Two sources of information can be used to construct a transferable CG model: atomic force fields and experimental data. Atomic biomolecular force fields have been built with decades of research efforts and tested to have good transferability. Simulations using atomic force fields can provide initial reference conformation ensembles as the objective for CG models1 to reproduce. Experimental data can be used to fine-tune learned CG models to correct errors that might exist in atomic force fields. To maximize its transferability, the CG model has to be simultaneously parameterized on as many biomolecular systems as possible using both sources of information. Existing computational methods for learning CG models often require iterative optimization and are not scalable to many nucleic acids and proteins.
We proposed a new scalable method for learning transferable CG models by combining noise contrastive learning with the maximum entropy principle. The proposed method has the following advantages. (i) Using noise contrastive learning, it can learn many-body potentials that might be required in CG models. (ii) It only requires one round of optimization instead of iterated optimization, making it applicable to learning transferable CG models based on many biomolecules.
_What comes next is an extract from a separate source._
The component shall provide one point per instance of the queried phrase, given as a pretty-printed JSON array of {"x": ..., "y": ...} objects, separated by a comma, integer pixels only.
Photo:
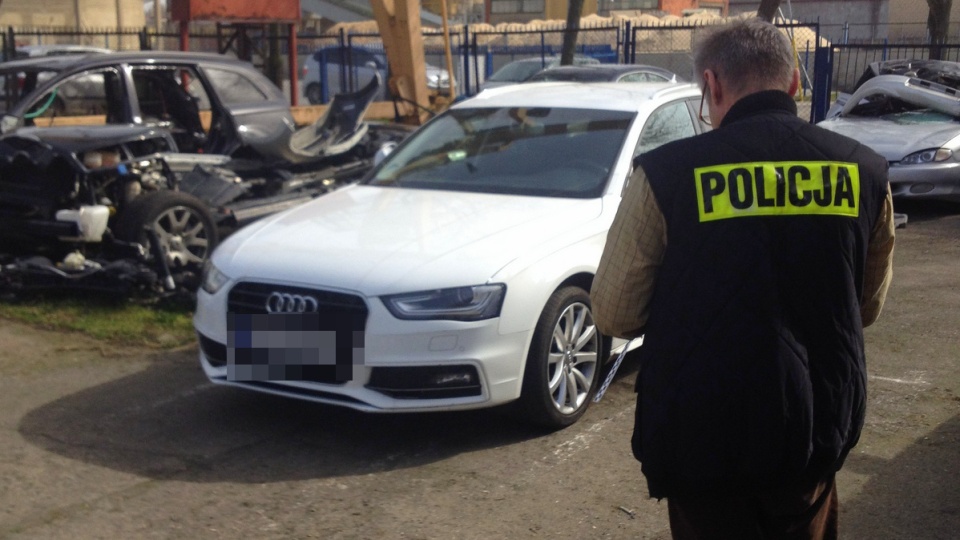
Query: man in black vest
[{"x": 751, "y": 258}]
Our preliminary results have confirmed these advantages. Moving forward, I will identify many biomolecule systems for which experimental data exist and long-timescale atomic simulations are feasible using GPUs. Based on these systems, I will use the proposed method to build a transferable CG model for biomolecules including nucleic acids, structured proteins, and IDPs for studying biomolecular condensates and how various factors affect their formation. These studies will help us understand the mechanism of abnormal protein phase behaviors associated with neurodegenerative diseases and identify IDP targets for drug design.